William Hazlitt, Sur le sentiment d’immortalité dans la jeunesse, Allia, pp. 44-45.

David Farreny, 18 déc. 2007
illimitée

Nous étions débordés par le temps des choses. Un équilibre tenu longtemps entre leur attente et leur apparition, entre la privation et l’obtention, était rompu. La nouveauté ne suscitait plus de diatribe ni d’enthousiasme, elle ne hantait plus l’imaginaire. C’était le cadre normal de la vie. Le concept même de nouveau disparaîtrait peut-être, comme déjà presque celui de progrès, nous y étions condamnés.
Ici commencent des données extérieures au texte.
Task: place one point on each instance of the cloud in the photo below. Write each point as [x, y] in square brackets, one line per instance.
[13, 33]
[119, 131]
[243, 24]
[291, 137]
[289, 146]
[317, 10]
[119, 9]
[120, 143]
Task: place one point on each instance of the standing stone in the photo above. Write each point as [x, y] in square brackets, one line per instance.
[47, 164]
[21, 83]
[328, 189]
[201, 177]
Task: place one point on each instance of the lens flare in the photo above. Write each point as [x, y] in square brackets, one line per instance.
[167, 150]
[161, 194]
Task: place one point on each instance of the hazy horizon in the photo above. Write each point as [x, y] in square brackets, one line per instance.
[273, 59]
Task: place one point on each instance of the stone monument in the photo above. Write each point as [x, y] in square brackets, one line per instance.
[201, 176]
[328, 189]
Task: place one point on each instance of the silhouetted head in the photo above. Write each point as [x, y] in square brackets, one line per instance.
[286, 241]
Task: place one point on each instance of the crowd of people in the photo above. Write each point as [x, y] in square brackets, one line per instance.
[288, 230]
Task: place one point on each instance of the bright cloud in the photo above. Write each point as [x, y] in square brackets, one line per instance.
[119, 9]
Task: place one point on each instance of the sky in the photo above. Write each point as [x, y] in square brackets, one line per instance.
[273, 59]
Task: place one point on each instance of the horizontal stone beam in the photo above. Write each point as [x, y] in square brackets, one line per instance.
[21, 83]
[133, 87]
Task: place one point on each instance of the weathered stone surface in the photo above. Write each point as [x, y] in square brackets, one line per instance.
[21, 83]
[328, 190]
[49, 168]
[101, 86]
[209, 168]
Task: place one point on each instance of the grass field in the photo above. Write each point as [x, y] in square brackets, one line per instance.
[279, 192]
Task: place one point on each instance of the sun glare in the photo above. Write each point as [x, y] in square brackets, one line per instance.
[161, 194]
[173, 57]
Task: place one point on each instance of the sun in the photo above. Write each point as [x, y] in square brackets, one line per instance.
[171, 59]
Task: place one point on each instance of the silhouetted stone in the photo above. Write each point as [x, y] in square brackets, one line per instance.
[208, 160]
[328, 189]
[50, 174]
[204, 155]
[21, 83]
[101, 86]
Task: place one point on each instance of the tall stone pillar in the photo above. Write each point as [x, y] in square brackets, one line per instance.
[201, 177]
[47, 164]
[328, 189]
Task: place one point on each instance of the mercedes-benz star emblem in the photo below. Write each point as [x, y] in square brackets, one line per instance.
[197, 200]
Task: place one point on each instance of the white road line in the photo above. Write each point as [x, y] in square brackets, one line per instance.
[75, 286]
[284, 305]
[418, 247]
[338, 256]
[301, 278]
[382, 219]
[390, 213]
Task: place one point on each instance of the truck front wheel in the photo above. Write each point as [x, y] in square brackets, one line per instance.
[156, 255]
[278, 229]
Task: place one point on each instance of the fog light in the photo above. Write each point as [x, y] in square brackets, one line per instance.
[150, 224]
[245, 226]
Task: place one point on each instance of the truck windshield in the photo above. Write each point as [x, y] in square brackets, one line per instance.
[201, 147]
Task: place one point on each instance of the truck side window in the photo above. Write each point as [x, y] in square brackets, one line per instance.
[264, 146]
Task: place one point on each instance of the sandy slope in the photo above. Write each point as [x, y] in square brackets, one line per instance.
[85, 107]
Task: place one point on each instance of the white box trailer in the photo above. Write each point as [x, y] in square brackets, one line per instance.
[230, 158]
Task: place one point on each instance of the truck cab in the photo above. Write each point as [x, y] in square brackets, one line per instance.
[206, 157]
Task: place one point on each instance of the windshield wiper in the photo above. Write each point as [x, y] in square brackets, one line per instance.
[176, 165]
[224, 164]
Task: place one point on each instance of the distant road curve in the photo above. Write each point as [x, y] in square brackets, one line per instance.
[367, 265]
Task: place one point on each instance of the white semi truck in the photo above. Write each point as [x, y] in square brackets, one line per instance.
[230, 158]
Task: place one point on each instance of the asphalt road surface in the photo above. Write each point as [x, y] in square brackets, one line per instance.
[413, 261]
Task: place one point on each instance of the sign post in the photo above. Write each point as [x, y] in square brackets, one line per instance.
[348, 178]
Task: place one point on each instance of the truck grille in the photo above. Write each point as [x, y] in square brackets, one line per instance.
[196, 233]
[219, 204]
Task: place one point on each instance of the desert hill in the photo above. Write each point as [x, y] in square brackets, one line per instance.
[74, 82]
La possibilité illimitée de tout s’entrevoyait.

Annie Ernaux, Les années, Gallimard, p. 220.

Élisabeth Mazeron, 23 mai 2008
traces

Mais si les mots paraissent vivre lorsqu’on projette le film sémantique ou morphologique, ils ne vont pas jusqu’à constituer des phrases ; ils ne sont que les traces du passage des phrases, comme les routes ne sont que les traces du passage des pèlerins ou des caravanes.

Jean-Paul Sartre, « Liberté et facticité : la situation », L’être et le néant, Gallimard, p. 573.
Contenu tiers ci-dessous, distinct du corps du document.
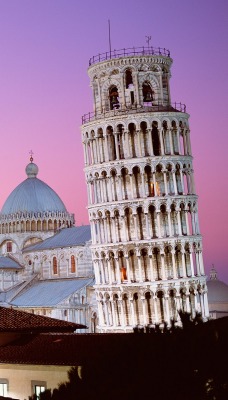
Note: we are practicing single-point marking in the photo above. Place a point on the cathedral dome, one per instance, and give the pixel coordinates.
(32, 196)
(217, 290)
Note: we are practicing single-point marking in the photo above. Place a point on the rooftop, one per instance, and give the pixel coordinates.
(133, 51)
(12, 320)
(49, 293)
(68, 237)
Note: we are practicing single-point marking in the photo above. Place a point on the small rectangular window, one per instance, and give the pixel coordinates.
(9, 247)
(38, 387)
(4, 387)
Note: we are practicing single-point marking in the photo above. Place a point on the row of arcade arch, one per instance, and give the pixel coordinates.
(150, 308)
(158, 263)
(140, 182)
(131, 142)
(128, 224)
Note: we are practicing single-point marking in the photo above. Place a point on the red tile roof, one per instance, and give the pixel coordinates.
(12, 320)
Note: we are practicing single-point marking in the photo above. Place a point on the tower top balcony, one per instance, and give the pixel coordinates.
(129, 52)
(133, 109)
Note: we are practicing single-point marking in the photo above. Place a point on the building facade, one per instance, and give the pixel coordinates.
(45, 261)
(142, 202)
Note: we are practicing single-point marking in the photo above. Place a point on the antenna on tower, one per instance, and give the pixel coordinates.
(109, 38)
(148, 39)
(31, 155)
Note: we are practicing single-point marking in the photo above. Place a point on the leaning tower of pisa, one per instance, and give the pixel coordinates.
(142, 203)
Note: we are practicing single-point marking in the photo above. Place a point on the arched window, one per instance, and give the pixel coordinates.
(114, 98)
(72, 264)
(147, 94)
(54, 266)
(9, 247)
(128, 78)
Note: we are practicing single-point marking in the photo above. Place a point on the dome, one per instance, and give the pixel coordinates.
(33, 195)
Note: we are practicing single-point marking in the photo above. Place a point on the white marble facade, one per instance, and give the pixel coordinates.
(142, 202)
(45, 261)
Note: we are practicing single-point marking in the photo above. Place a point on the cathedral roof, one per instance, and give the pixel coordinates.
(32, 195)
(49, 293)
(13, 320)
(9, 263)
(75, 236)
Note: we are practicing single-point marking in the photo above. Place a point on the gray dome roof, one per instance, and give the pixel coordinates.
(217, 291)
(33, 195)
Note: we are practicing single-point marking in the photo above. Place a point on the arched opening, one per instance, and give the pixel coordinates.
(132, 262)
(9, 246)
(145, 139)
(166, 137)
(187, 260)
(113, 268)
(111, 143)
(126, 308)
(147, 94)
(123, 269)
(100, 138)
(105, 186)
(164, 221)
(159, 178)
(114, 98)
(149, 308)
(140, 223)
(168, 262)
(160, 304)
(117, 308)
(152, 221)
(183, 220)
(109, 227)
(169, 177)
(136, 308)
(183, 300)
(54, 266)
(156, 258)
(178, 179)
(128, 78)
(114, 185)
(129, 223)
(145, 264)
(155, 139)
(137, 181)
(172, 305)
(149, 181)
(174, 221)
(126, 182)
(175, 138)
(33, 226)
(120, 140)
(182, 144)
(117, 224)
(132, 137)
(72, 264)
(178, 262)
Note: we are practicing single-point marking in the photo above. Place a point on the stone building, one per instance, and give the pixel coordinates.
(45, 261)
(217, 296)
(142, 202)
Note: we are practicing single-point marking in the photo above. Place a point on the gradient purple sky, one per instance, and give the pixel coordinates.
(45, 46)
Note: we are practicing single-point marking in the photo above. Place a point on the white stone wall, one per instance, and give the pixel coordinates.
(142, 202)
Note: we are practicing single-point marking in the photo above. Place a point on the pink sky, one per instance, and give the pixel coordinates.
(45, 46)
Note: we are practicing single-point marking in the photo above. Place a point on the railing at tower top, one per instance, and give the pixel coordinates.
(104, 113)
(134, 51)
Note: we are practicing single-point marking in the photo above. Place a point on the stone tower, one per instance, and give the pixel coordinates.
(142, 204)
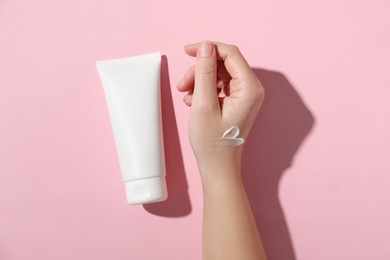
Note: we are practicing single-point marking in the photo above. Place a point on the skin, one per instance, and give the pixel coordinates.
(222, 91)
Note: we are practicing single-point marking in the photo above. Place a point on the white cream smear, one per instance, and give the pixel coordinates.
(230, 137)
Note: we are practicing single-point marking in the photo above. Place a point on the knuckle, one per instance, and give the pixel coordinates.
(207, 68)
(234, 49)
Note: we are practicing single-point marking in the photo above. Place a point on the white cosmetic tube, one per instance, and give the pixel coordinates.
(132, 88)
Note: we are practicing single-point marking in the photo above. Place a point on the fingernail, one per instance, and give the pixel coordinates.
(206, 50)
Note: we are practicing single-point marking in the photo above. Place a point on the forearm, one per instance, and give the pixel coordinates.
(229, 228)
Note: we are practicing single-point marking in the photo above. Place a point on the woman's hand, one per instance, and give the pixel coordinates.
(222, 91)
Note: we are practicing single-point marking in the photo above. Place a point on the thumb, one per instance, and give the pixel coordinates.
(205, 90)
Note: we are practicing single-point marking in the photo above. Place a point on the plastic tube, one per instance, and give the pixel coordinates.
(132, 89)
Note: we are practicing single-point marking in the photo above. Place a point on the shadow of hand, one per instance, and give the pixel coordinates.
(276, 135)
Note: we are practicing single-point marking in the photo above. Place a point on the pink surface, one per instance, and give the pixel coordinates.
(316, 166)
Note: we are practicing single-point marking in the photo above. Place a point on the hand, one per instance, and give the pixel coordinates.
(222, 91)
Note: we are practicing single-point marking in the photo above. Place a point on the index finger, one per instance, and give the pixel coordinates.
(235, 63)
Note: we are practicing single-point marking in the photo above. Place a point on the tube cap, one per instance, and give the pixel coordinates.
(146, 190)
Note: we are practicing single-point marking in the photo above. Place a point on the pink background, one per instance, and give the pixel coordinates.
(316, 166)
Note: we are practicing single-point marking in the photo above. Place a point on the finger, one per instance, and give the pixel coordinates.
(187, 99)
(223, 74)
(188, 80)
(205, 91)
(235, 63)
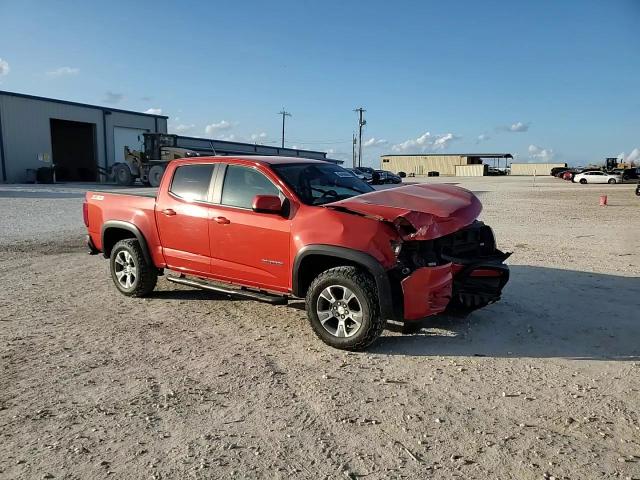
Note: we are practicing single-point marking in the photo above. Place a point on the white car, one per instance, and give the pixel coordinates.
(597, 177)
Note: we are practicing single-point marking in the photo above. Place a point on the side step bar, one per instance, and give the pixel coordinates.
(204, 285)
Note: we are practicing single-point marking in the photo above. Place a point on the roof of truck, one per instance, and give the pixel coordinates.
(263, 159)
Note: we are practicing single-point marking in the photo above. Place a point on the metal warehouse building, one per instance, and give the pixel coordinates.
(79, 138)
(84, 141)
(534, 168)
(443, 164)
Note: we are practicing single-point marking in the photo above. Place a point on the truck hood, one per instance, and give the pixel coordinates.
(419, 212)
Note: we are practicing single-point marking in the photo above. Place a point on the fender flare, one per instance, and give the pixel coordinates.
(369, 263)
(130, 227)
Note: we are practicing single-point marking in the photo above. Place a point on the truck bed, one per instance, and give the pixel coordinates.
(136, 209)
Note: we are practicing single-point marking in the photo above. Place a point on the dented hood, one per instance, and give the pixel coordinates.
(419, 212)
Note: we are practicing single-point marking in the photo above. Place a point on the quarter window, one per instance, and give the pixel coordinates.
(191, 182)
(241, 184)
David Farreny, 11 nov. 2008
mort

       Or à jamais tu dormiras,

Cœur harassé. Mort est le dernier mirage,

Que je crus éternel. Mort. Et je sens bien

Qu’en nous des chères illusions

Non seul l’espoir, le désir est éteint.

Dors à jamais. Tu as

Assez battu. Nulle chose ne vaut

Que tu palpites, et de soupirs est indigne

La terre. Fiel et ennui,

Non, rien d’autre, la vie ; le monde n’est que boue.

Or calme-toi. Désespère

Un dernier coup. À notre genre le Sort

N’a donné que le mourir. Méprise désormais

Toi-même, la nature, et la puissance

Brute inconnue qui commande au mal commun,

Et l’infinie vanité du Tout.

Giacomo Leopardi, « À soi-même », Chants, Flammarion, p. 201.

David Farreny, 10 juin 2009
promeneur

Chérie, chérie, comme c’est magnifique que l’été revienne en plein automne, et comme c’est bien, car on pourrait difficilement supporter le changement des saisons si on n’y faisait équilibre intérieurement. Chérie, chérie, mon retour du bureau vaut la peine d’être raconté, d’autant qu’il ne m’arrive rien d’autre qui vaille cette peine. À six heures et quart, je sors d’un bond par la grande porte, je regrette ce quart d’heure gaspillé, je fais un demi-tour à droite et je me dirige vers la place Wenceslas ; puis je rencontre quelqu’un de connaissance qui m’accompagne et me raconte des choses intéressantes, j’arrive chez moi, j’ouvre la porte, ta lettre est là, j’entre en elle comme un promeneur qui, fatigué de marcher à travers champs, pénètre maintenant dans les bois. Certes, je m’égare, mais cela ne m’effraie pas. Puissent tous les jours finir ainsi.

Franz Kafka, « lettre à Hedwig Weiler (octobre 1907) », Œuvres complètes (3), Gallimard, p. 603.

David Farreny, 20 avr. 2014
acteurs

De tous les moyens qu’utilisent nos contemporains pour nous assommer, le plus efficace est de s’étendre sur ce qu’ils font dans la vie. Ils cherchent à témoigner ainsi du fait qu’ils ont une existence sociale, qu’ils jouent un rôle dans l’économie, l’éducation, la culture, le sport, bref, que ce sont des acteurs – et cela les rassure comme des enfants qui chantent dans le noir pour conjurer leur frayeur. En attendant, ils nous assomment.

Frédéric Schiffter, « épilogue », Le charme des penseurs tristes, Flammarion.